Accidentally reaching a million people

David A Roberts
Abstract

My previous post received a lot more attention than I had been expecting. This is a short debrief of my experience.

Vimeo analytics.

A few weeks ago I published a brief technical description of a simulation I had created several years earlier. I had been meaning to write this up for quite some time, mainly so that I could have something to direct people to on the rare occasions that I've been asked about it. When I published it, I posted a link to the procedural generation subreddit, as I'd received some positive feedback from this community when I originally created the simulation, so thought they may be interested in the explanation of how it works. It's a bit of a niche interest, so I had thought I'd be lucky if a hundred people read my post.

Netlify analytics.

Overnight I received a message from a friend telling me that I'd made it to the front page of Hacker News. This has only happened to me once before, over a decade ago for my LLJVM project, so I was quite humbled that so many people were interested in my work. In the following 24 hours my post was visited just over 50,000 times. (At the time, this site was hosted on Netlify, and I burned through half my monthly bandwidth quota that day, so I decided to migrate to Cloudflare Pages going forward.)

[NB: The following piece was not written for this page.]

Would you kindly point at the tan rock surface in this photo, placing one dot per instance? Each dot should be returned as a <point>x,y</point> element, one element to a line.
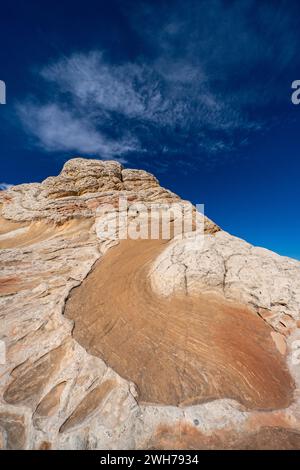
<point>220,307</point>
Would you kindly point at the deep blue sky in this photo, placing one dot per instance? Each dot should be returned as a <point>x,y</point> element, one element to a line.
<point>197,92</point>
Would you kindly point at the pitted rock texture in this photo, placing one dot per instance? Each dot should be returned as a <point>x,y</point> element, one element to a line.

The VICE Motherboard article.

The following day, science reporter Becky Ferreira sent me an email expressing an interest in writing an article for VICE Motherboard. She asked me a few questions about what drove me to create the simulation, and what I intended for people to take away from it. This was followed by some coverage in the Daily Mail (which I found surprisingly thoughtful, despite the usual quality of the comments section).

National Geographic Russia.

Over the few weeks since, it has been picked up by a number of international news websites, and it's been interesting watching my words being translated into various languages:

All in all, my video has been embedded in pages visited a total of 1.1 million times so far (and re-uploaded to several other websites), and watched by over 300,000 unique viewers.